La Svezia, infatti, ha presentato una richiesta di estradizione alle autorità britanniche. Forte è il sospetto che tale richiesta sia finalizzata a estradarlo in realtà negli USA, dove lo attendono 16 capi d’imputazione ai sensi della Legge sullo spionaggio e uno ai sensi della Legge sulle frodi e gli abusi informatici. I servizi segreti americani hanno messo in moto la macchina che stritola Assange.

Free Julian Assange

Il 16 dicembre, dopo nove giorni di carcere a Londra, è rilasciato su cauzione e la decisione sulla richiesta di estradizione in Svezia rinviata. L’accusa per spionaggio negli Stati Uniti può costargli l’ergastolo, o addirittura la pena di morte. Quando nel giugno 2012 la Corte Suprema britannica rigetta il ricorso presentato contro il via libera all’estradizione, il giornalista viola la libertà condizionata e sceglie di recarsi presso l’ambasciata dell’Ecuador chiedendo asilo politico. Il presidente ecuadoriano Rafael Correa glielo concede e Assange, nella condizione di rifugiato, vi rimane per quasi sette anni!

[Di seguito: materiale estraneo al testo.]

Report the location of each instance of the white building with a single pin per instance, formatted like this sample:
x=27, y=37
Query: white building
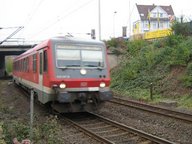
x=151, y=17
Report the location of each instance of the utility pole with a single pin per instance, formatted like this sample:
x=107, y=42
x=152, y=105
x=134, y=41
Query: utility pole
x=99, y=19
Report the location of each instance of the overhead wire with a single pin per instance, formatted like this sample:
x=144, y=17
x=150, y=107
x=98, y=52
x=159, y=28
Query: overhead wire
x=31, y=15
x=63, y=17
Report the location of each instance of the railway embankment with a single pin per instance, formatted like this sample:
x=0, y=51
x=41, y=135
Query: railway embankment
x=154, y=71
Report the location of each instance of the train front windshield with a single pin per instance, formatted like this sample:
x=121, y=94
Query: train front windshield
x=79, y=56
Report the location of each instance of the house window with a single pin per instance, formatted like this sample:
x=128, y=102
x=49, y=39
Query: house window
x=154, y=14
x=161, y=25
x=154, y=25
x=34, y=63
x=161, y=15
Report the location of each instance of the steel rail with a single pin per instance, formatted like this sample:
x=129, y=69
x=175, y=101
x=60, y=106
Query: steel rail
x=136, y=131
x=153, y=109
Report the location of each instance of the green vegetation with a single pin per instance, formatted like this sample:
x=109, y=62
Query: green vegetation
x=166, y=63
x=46, y=132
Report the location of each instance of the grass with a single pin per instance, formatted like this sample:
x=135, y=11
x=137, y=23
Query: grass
x=161, y=62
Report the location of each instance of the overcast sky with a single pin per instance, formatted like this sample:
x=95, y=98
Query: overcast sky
x=43, y=19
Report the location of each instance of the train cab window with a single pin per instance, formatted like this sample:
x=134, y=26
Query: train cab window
x=34, y=63
x=45, y=63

L’attività di WikiLeaks continua. Nel 2016, durante le primarie presidenziali del Partito Democratico in USA, pubblica delle e-mail inviate e ricevute dalla candidata Hillary Clinton dal suo server  privato, quando era Segretario di Stato, dimostranti il coinvolgimento di Arabia Saudita e Qatar – ovvero due fedeli alleati americani – in varie azioni di supporto ai terroristi dello Stato Islamico (ISIS).

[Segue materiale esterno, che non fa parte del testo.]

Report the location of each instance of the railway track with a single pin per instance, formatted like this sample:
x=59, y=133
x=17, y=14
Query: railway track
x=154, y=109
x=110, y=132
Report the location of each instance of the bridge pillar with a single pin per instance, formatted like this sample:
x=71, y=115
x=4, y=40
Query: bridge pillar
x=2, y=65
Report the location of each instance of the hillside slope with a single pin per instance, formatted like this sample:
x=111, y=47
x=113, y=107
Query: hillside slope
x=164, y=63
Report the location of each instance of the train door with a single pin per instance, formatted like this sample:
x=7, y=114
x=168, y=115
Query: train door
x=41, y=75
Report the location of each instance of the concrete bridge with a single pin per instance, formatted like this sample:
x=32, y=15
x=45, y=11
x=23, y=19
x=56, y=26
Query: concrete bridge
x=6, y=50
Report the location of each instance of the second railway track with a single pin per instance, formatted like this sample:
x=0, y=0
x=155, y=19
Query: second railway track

Il secondo arresto, il trasferimento nel carcere di Belmarsh e la campagna per la liberazione.

Nel 2017 il nuovo presidente dell’Ecuador è Lenín Moreno e l’atteggiamento nei confronti del loro scomodo rifugiato politico cambia. Il 1° maggio 2019, sicuramente su pressione americana, viene ritirato lo status di protezione e Scotland Yard può procedere all’arresto di Julian Assange. Condannato dal tribunale di Westminster al massimo della pena – 50 settimane di prigione – per aver violato nel 2012 la libertà su cauzione, è trasferito in isolamento nel carcere londinese di Belmarsh. Benché la Svezia a fine 2019 abbia archiviato il caso, Assange rimane in cella – in un limbo ai limiti del diritto – in attesa della decisione di estradizione negli USA.

Le sue condizioni di salute psico-fisica si deteriorano e nel frattempo, il 23 maggio 2019, il governo statunitense lo ha accusato ulteriormente della violazione dell’Espionage Act, una legge del 1917 (che provoca le proteste anche della stampa americana): è il 18° capo d’accusa!

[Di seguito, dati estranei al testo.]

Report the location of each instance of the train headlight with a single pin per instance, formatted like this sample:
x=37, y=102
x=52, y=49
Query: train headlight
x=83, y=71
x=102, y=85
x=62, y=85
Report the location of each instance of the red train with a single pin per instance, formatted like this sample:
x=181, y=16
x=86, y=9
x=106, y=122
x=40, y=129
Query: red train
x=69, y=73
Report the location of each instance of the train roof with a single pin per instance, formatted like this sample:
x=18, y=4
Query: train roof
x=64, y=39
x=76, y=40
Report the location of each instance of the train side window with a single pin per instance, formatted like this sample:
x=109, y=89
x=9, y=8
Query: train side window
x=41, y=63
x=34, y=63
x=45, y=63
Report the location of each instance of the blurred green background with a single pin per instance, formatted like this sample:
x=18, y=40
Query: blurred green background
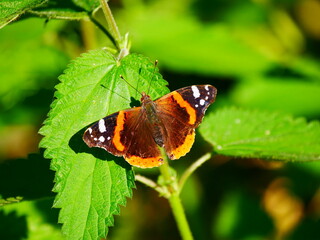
x=260, y=54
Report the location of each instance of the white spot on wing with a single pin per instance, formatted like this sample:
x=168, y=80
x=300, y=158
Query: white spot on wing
x=102, y=126
x=196, y=92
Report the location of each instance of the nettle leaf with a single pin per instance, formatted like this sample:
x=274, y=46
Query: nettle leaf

Il Relatore dell’ONU sulla Tortura e Trattamenti Inumani, l’avvocato svizzero Nils Melzer, esorta i governi coinvolti nella vicenda giudiziaria ad astenersi da ulteriori atti pregiudizievoli per i diritti umani del recluso. Inoltre, sollecita l’Australia ad essere più attiva e non abbandonare il suo cittadino.

Il sostegno a Assange vede l’organizzazione di manifestazioni in tutto il mondo. Non manca ovviamente il supporto di Amnesty International, al pari di personalità dello spettacolo e intellettuali per la sua liberazione: il musicista Roger Waters, il regista Ken Loach, l’attrice Pamela Anderson, l’economista Yanis Varoufakis, il filosofo Srećko Horvat, la stilista Vivienne Westwood. In Italia, tra gli altri, si distinguono la giornalista Stefania Maurizi (grande esperta della vicenda, ha scritto per Chiarelettere il libro-inchiesta Il potere segretoNdR) e l’ex magistrato Antonio Ingroia

Il caso Assange oggi: una questione di verità e giustizia. 

L’Assemblea Parlamentare del Consiglio d’Europa il 28 gennaio 2020 ha approvato la Risoluzione 2317 in cui chiede il rilascio immediato di Julian Assange, ai sensi della Convenzione Europea per la salvaguardia dei diritti dell’uomo e delle libertà fondamentali.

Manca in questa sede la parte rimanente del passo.